17 year old using drugs, possibly depressed. What do I do?

Hi I’m new to this site and was wondering if could get some advice about my brother. He is 17 years old and has no ambitions in life except going out with his friends to do graffiti or drink/do drugs/smoke. He currently has no job, and now wants to quit highschool with no ambition of doing TAFE or some other form of education.
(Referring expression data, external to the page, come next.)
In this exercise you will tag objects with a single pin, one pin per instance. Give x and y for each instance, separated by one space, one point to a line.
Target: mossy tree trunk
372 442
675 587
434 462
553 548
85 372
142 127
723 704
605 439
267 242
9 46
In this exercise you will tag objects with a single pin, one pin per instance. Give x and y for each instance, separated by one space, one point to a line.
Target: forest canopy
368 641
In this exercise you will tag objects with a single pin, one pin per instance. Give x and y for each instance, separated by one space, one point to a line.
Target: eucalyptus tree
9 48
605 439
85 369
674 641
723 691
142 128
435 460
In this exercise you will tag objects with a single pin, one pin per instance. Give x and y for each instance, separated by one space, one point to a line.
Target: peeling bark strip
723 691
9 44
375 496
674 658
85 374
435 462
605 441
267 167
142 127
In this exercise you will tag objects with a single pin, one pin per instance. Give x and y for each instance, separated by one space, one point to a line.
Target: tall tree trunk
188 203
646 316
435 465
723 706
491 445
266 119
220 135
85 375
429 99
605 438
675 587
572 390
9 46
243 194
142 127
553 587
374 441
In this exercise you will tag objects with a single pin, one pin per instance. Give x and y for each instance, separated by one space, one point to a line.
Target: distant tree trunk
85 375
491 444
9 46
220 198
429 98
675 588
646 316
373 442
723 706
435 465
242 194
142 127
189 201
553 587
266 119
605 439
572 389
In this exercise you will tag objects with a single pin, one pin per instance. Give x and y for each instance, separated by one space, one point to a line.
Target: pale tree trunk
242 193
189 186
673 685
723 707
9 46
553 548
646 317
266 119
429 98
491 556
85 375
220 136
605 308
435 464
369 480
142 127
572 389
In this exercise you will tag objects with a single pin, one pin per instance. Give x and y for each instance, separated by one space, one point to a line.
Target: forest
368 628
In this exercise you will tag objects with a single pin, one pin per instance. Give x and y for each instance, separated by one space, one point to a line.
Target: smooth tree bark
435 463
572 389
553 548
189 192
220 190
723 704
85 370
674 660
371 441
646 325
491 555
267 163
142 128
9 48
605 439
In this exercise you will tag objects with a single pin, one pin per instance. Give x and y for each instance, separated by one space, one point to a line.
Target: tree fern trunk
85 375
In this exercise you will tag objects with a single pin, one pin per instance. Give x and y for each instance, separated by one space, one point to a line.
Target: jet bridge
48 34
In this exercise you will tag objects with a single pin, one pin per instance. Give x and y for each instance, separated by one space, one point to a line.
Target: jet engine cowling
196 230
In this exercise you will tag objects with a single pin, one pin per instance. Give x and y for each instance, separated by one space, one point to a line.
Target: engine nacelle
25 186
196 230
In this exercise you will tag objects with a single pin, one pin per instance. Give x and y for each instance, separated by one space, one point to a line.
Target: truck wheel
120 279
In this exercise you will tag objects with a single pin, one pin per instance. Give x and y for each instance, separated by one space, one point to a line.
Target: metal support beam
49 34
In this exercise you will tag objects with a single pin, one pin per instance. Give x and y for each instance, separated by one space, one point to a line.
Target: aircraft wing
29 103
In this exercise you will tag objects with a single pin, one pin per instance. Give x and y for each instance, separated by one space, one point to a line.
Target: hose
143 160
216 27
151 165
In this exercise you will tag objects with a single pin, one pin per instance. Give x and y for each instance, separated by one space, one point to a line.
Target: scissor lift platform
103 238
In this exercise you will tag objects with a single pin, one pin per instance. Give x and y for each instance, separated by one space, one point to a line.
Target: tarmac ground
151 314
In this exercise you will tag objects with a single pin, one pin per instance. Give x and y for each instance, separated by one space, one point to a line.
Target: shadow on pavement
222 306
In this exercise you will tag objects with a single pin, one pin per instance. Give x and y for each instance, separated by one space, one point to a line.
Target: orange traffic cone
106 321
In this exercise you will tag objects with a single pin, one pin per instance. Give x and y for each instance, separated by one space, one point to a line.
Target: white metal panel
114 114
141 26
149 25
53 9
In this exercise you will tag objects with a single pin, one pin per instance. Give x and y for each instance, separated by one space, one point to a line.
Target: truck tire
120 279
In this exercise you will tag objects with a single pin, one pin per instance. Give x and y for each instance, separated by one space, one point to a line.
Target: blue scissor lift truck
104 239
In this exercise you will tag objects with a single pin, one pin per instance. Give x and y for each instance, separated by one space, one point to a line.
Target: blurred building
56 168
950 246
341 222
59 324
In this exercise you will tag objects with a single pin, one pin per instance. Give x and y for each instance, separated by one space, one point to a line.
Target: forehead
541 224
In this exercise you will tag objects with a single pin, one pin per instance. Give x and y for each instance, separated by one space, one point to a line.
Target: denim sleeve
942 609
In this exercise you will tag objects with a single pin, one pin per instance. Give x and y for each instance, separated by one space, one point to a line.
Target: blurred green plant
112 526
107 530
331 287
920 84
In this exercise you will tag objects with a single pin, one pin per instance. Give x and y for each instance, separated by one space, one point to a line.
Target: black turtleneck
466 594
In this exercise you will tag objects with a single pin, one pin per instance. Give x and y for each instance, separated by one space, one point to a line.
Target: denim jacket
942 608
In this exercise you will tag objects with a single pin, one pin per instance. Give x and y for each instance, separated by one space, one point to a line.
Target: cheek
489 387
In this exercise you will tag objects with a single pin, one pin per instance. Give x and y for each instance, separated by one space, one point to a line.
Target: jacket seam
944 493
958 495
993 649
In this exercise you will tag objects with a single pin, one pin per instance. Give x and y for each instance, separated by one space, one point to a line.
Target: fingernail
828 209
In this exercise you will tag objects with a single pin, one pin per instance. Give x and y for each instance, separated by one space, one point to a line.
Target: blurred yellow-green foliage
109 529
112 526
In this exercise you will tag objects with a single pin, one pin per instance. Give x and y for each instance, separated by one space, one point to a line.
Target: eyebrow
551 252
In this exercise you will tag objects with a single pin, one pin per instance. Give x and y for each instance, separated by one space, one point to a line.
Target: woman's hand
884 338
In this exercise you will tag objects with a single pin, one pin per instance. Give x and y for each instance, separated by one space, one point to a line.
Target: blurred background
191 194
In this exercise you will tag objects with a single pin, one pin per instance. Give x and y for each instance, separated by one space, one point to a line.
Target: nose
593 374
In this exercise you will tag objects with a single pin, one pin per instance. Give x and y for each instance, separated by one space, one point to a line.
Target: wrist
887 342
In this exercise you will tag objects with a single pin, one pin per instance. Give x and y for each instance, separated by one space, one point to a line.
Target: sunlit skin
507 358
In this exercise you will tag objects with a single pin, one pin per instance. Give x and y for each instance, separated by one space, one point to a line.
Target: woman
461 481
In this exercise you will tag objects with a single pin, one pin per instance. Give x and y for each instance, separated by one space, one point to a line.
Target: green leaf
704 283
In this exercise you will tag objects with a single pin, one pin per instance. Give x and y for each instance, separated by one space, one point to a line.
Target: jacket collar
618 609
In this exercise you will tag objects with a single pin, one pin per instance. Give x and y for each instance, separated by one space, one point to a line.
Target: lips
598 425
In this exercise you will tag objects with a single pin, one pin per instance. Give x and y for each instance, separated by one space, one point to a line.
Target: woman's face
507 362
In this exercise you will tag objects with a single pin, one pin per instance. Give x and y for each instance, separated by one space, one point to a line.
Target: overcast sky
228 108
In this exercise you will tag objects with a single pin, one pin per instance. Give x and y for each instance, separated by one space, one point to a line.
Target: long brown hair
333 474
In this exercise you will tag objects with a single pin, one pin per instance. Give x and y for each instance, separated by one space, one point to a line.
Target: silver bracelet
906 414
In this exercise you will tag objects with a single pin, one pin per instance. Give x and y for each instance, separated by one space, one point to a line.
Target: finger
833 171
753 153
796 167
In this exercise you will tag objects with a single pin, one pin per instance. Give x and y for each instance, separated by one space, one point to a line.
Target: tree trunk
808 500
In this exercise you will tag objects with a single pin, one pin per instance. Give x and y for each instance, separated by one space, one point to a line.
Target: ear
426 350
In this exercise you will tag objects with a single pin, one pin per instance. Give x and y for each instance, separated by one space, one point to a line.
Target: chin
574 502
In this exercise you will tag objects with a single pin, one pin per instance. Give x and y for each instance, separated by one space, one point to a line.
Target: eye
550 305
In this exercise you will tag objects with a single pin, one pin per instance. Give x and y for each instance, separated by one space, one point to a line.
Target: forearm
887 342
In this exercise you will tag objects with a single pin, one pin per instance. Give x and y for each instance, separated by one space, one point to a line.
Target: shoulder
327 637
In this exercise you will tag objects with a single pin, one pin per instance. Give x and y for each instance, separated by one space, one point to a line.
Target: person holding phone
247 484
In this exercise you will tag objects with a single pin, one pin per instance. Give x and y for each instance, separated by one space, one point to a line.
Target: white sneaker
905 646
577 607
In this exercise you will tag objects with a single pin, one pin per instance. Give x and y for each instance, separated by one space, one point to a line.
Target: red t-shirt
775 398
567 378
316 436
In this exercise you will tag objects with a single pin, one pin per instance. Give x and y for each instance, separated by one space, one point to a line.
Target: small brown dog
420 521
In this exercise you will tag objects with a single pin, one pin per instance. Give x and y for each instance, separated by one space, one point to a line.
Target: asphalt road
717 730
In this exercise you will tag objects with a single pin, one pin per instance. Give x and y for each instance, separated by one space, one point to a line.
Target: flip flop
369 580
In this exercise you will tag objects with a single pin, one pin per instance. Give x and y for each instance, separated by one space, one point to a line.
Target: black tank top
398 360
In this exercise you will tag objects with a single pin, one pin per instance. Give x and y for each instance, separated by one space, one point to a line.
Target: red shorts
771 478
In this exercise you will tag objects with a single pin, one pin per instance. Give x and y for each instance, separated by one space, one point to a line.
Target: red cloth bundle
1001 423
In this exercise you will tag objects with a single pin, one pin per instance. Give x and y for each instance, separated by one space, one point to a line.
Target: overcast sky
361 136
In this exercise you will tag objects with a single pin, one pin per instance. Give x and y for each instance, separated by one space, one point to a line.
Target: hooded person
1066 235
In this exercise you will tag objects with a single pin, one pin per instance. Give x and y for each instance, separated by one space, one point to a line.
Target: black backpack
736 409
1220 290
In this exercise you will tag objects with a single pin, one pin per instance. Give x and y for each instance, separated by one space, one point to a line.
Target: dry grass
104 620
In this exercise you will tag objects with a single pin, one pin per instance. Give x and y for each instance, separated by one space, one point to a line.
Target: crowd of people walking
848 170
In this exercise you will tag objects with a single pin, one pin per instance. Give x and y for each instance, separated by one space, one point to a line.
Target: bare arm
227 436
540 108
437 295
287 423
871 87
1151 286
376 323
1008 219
Despite being strict, my parents have spoiled all of us growing up. My sister and I always joked Mum and Dad went easier on my brother when it came to strictness because he was the baby of the family. However my brother feels now he should have no consequences for his actions, and I think my parents are realising now they need to be strict on him to prevent him from ruining his life. But this just ends up causing more arguments.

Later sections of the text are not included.